Will my viewModel param never be null in the following situation when the method is called through ASP.NET MVC? For example using the URL \".../Home/Index\".
When the action method parameter is a complex type, then the DefaultModelBinder class uses reflection to obtain the set of public properties and then binds to each of them. For complex types it uses Activator.CreateInstance(typeToCreate);
Then ValueProviders will be used to obtain the values of these properties. Remember that model binders aren't locked to specific sources, but they can build object from an aggregate of sources.
Yes you will always get an instance of a view model even-though there is no any parameter in exists in the requests that can be assigned to the view model.
Why this happens?
This is how the DefaultModelBinder
works,
Create an instance of the view model.
Iterate the properties in the model and ask the value providers to find values and set the found values to the properties.
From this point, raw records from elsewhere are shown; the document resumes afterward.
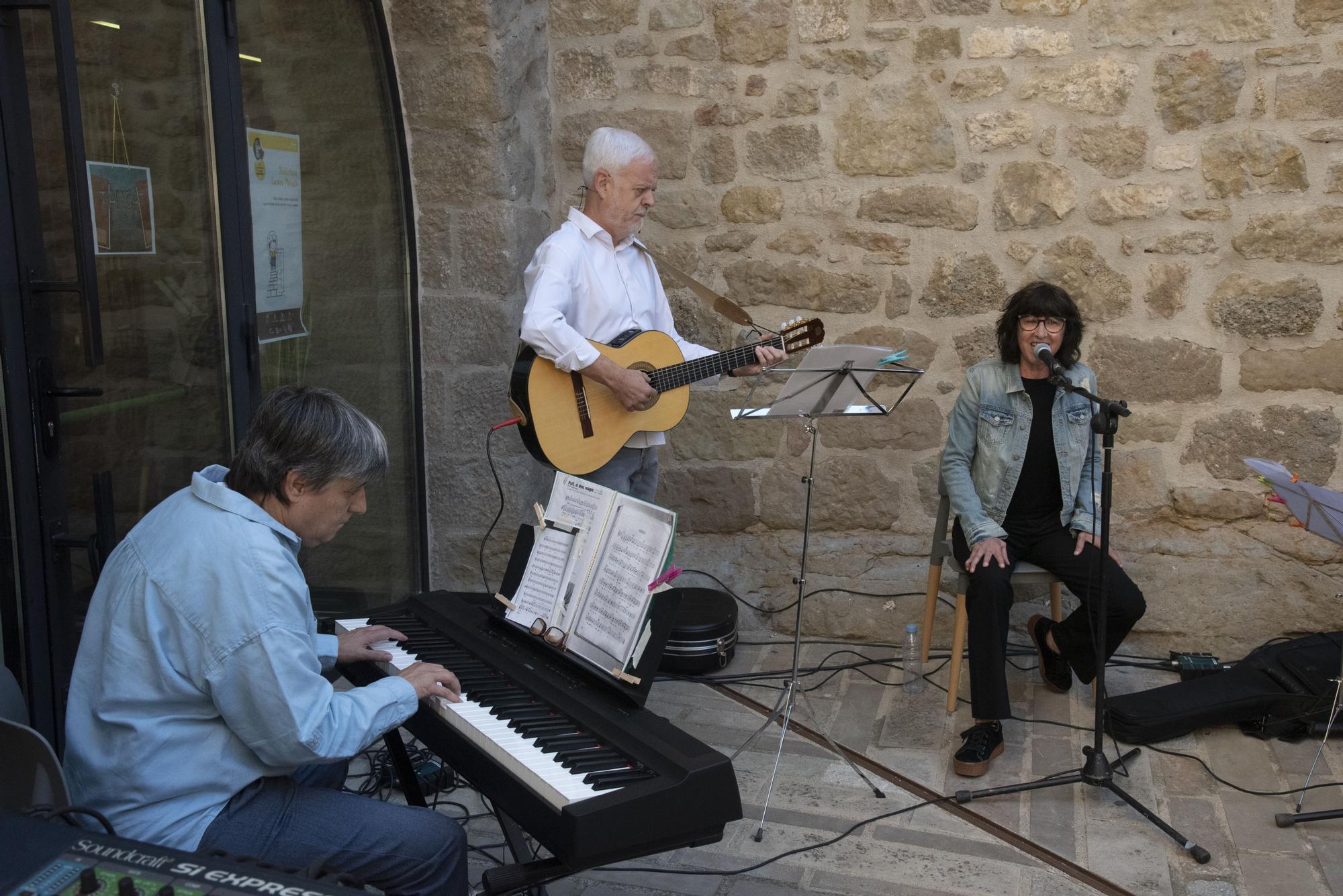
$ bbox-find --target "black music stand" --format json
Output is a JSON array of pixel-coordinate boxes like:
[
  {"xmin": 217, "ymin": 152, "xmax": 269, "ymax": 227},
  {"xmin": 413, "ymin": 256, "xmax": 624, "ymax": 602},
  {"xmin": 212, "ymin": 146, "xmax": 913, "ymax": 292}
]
[
  {"xmin": 951, "ymin": 375, "xmax": 1211, "ymax": 865},
  {"xmin": 731, "ymin": 346, "xmax": 923, "ymax": 842}
]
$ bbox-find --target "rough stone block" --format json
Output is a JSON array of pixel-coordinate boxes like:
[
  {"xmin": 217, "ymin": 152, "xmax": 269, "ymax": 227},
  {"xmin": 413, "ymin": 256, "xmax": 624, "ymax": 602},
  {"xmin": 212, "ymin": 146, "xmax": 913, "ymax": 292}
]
[
  {"xmin": 915, "ymin": 26, "xmax": 960, "ymax": 62},
  {"xmin": 968, "ymin": 27, "xmax": 1073, "ymax": 59},
  {"xmin": 1171, "ymin": 485, "xmax": 1264, "ymax": 519},
  {"xmin": 858, "ymin": 185, "xmax": 979, "ymax": 231},
  {"xmin": 994, "ymin": 162, "xmax": 1077, "ymax": 231},
  {"xmin": 658, "ymin": 466, "xmax": 756, "ymax": 532},
  {"xmin": 966, "ymin": 109, "xmax": 1035, "ymax": 153},
  {"xmin": 834, "ymin": 77, "xmax": 956, "ymax": 177},
  {"xmin": 802, "ymin": 48, "xmax": 890, "ymax": 81},
  {"xmin": 747, "ymin": 125, "xmax": 822, "ymax": 181},
  {"xmin": 1275, "ymin": 68, "xmax": 1343, "ymax": 121},
  {"xmin": 792, "ymin": 0, "xmax": 849, "ymax": 43},
  {"xmin": 559, "ymin": 109, "xmax": 690, "ymax": 180},
  {"xmin": 1086, "ymin": 184, "xmax": 1175, "ymax": 224},
  {"xmin": 1292, "ymin": 0, "xmax": 1343, "ymax": 35},
  {"xmin": 1207, "ymin": 274, "xmax": 1324, "ymax": 337},
  {"xmin": 551, "ymin": 50, "xmax": 615, "ymax": 99},
  {"xmin": 919, "ymin": 252, "xmax": 1007, "ymax": 318},
  {"xmin": 772, "ymin": 82, "xmax": 821, "ymax": 118},
  {"xmin": 1180, "ymin": 405, "xmax": 1340, "ymax": 483},
  {"xmin": 694, "ymin": 103, "xmax": 764, "ymax": 128},
  {"xmin": 951, "ymin": 323, "xmax": 998, "ymax": 369},
  {"xmin": 549, "ymin": 0, "xmax": 639, "ymax": 38},
  {"xmin": 667, "ymin": 389, "xmax": 780, "ymax": 461},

Return the created instance.
If you see the steps the DefaultModelBinder
it doesn't care if there is any value in the request that can be set to the model instance it's just start ahead and create the instance and then fill the properties.
That makes little sense right?
It would be more complex for the model binder to check the request whether it contains any value that matches the property of the model and then create an instance.
MVC will try to take the values that were sent via a POST/GET and "automagically" bind them to the properties of the model. This is done by the default model binder. In most cases, the default model binder will do everything you need it to.
You can look deeper into custom model binding (and might get a deeper understanding of it), but looking into the IModelBinder interface -- it contains a single method called BindModel. In this method, you would pretty much take whatever is in the ControllerContext.HttpContext.Request and fill in your class properties (basically the same thing the default model binder does). Using a custom model binder has a few more hoops you need to jump through, but will give you the idea of the binding lifecycle.
The short answer: With the default model binder, it won't be null.